If you're looking for a full-size keyboard with macOS-compatible software, check out the SteelSeries, but if you want a TKL keyboard to help conserve space, get the Razer.
The best compact mechanical keyboard we've tested under $100 is the Obinslab Anne Pro 2. This wireless keyboard is ideally suited for traveling with your mobile devices due to its connectivity options, but it also makes for an outstanding gaming keyboard with plenty of room for your mouse. You can pair it with up to four devices over Bluetooth, and switching between them is quick and easy.
It's available in many different types of switches, including Cherry MX, Kailh, and Gateron. Our particular unit used Gateron Brown switches, which had excellent tactile feedback that was smoother and mushier than other Brown switches, resulting in a stable typing experience. The backlighting on the keyboard is outstanding, as it has full RGB lighting that can be customized in the ObinsKit software. The software also allows you to reprogram every key, set macros, and save multiple profiles to the onboard memory.
Unfortunately, due to the keyboard's size being a compact 60%, it completely lacks dedicated arrow keys, media keys, a Windows Lock key, or a Numpad.

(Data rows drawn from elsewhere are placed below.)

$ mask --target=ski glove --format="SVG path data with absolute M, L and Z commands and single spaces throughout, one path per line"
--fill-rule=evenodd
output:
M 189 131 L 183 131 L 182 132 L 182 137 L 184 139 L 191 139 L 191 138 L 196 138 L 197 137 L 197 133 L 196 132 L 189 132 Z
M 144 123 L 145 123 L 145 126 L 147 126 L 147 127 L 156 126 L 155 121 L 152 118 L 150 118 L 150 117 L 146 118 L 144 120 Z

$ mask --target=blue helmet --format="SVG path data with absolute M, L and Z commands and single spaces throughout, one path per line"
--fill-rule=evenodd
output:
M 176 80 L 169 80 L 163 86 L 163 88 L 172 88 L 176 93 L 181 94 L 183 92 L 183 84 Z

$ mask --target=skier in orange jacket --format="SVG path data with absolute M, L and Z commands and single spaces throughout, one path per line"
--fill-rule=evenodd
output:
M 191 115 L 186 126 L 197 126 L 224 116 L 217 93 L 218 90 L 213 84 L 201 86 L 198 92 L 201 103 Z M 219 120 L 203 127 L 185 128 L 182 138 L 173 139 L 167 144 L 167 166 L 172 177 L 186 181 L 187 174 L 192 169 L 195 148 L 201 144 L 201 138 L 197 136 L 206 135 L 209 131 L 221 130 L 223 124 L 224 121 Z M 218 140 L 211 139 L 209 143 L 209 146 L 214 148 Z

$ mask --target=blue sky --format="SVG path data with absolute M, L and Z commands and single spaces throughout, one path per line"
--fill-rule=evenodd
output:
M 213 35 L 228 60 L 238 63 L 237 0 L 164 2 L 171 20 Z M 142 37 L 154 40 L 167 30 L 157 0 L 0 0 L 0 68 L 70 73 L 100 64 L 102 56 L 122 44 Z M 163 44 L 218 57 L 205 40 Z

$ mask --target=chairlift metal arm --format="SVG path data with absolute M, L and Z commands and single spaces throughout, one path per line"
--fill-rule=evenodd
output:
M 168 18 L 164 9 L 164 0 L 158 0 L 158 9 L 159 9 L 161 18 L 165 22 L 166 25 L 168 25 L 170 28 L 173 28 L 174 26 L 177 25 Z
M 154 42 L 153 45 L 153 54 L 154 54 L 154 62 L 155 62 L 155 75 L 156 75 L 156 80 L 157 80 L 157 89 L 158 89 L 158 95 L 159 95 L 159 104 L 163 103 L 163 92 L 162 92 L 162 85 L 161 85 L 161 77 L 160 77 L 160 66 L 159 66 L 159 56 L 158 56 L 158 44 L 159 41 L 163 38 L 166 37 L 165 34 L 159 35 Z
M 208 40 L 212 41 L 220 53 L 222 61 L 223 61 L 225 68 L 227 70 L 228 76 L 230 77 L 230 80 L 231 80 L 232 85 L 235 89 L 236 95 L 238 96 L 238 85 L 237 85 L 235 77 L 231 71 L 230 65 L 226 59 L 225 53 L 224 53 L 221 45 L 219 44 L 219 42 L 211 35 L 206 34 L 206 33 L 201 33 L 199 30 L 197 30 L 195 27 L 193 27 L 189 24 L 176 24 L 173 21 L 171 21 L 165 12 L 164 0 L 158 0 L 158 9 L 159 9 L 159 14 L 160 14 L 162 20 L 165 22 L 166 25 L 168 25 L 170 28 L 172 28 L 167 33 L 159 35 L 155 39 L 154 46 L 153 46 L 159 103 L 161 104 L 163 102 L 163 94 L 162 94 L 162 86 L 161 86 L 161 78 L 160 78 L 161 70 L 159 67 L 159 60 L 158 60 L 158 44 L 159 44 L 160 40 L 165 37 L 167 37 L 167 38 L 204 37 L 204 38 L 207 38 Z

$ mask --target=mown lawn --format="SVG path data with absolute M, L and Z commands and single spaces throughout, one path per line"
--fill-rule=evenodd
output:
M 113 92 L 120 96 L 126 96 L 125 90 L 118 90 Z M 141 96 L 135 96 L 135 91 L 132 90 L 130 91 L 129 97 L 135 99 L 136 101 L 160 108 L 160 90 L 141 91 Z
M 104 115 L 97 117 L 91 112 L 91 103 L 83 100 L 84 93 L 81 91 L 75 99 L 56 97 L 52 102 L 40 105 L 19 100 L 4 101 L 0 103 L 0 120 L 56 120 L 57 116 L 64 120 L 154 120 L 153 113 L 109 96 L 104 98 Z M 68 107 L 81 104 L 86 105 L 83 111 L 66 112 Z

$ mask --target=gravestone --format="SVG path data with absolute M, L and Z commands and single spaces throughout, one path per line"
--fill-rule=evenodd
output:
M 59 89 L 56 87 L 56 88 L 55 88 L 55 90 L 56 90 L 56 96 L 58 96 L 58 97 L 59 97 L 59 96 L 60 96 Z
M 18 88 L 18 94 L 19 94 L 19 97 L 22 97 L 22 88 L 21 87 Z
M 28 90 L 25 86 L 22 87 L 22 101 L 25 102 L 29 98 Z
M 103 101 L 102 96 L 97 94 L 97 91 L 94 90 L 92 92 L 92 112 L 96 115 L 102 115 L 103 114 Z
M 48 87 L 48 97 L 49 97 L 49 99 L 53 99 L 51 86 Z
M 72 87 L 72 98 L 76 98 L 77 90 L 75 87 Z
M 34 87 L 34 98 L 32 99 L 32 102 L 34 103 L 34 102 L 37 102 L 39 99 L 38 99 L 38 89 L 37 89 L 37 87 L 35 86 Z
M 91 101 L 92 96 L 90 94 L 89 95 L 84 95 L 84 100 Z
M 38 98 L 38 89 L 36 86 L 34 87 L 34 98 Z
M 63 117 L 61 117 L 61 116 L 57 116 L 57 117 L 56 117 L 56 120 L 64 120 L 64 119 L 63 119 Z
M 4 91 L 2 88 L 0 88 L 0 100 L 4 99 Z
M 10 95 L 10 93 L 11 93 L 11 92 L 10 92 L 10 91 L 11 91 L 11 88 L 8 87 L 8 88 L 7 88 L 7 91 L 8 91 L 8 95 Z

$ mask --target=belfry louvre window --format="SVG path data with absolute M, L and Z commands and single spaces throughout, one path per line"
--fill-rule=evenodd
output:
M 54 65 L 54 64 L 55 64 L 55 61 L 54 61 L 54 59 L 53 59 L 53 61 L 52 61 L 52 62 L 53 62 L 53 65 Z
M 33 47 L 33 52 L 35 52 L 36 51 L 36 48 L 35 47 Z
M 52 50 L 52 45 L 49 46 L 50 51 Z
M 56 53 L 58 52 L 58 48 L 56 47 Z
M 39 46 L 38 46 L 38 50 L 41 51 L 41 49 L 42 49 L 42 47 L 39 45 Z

Furthermore, due to its size and design, the ergonomics are mediocre, and it lacks any incline settings or a palm rest. Also, though it's an excellent mobile and tablet keyboard, it has connectivity issues with Android. However, this is still a remarkable keyboard for gaming and is one of the best mechanical keyboards we've tested.
The best wireless mechanical keyboard under $100 that we've tested is the Corsair K63 Wireless Mechanical Gaming Keyboard. This wireless, TenKeyLess board is an excellent gaming computer that's also quite versatile. You can use it over Bluetooth or its proprietary receiver, which allows you to pair with two devices simultaneously, and you can easily switch between them with a function command. It has blue backlighting, and the brightness is controlled directly on the keyboard.
It uses standard Cherry MX Red switches, which are easy to actuate despite needing a bit of extra force compared to other linear switches. The keys are stable and spaced out at a standard distance, which is very helpful with typing accuracy. Typing doesn't cause any fatigue due to the incline setting, and it's overall a very quiet keyboard when typing, ideal for office environments. It has good software support in the form of iCUE, where you can reprogram keys, set macros, and save profiles.
Unfortunately, since there's no tactile feedback, it's not always clear if a keypress has been registered or not. Build quality is decent at best, with its plastic frame and wrist rest both feeling cheap. Furthermore, there's no onboard memory or cloud support, meaning you'll have to reconfigure your settings if you move to a new computer. Overall, this one of the best gaming keyboards under $100 we've tested.
10/19/2020: Updated text for clarity and structure, no changes in product picks.
06/02/2020: Updated notable mentions to reflect the current market.
Our recommendations above are what we think are currently the best cheap mechanical keyboards for most people. We factor in the price, feedback from our visitors, and availability.
If you would like to do the work of choosing yourself, here is the list of all our keyboard reviews. Be careful not to get too caught up in the details. While no keyboard is perfect for every use, most are good enough to please almost everyone, and the differences are often not noticeable unless you really look for them.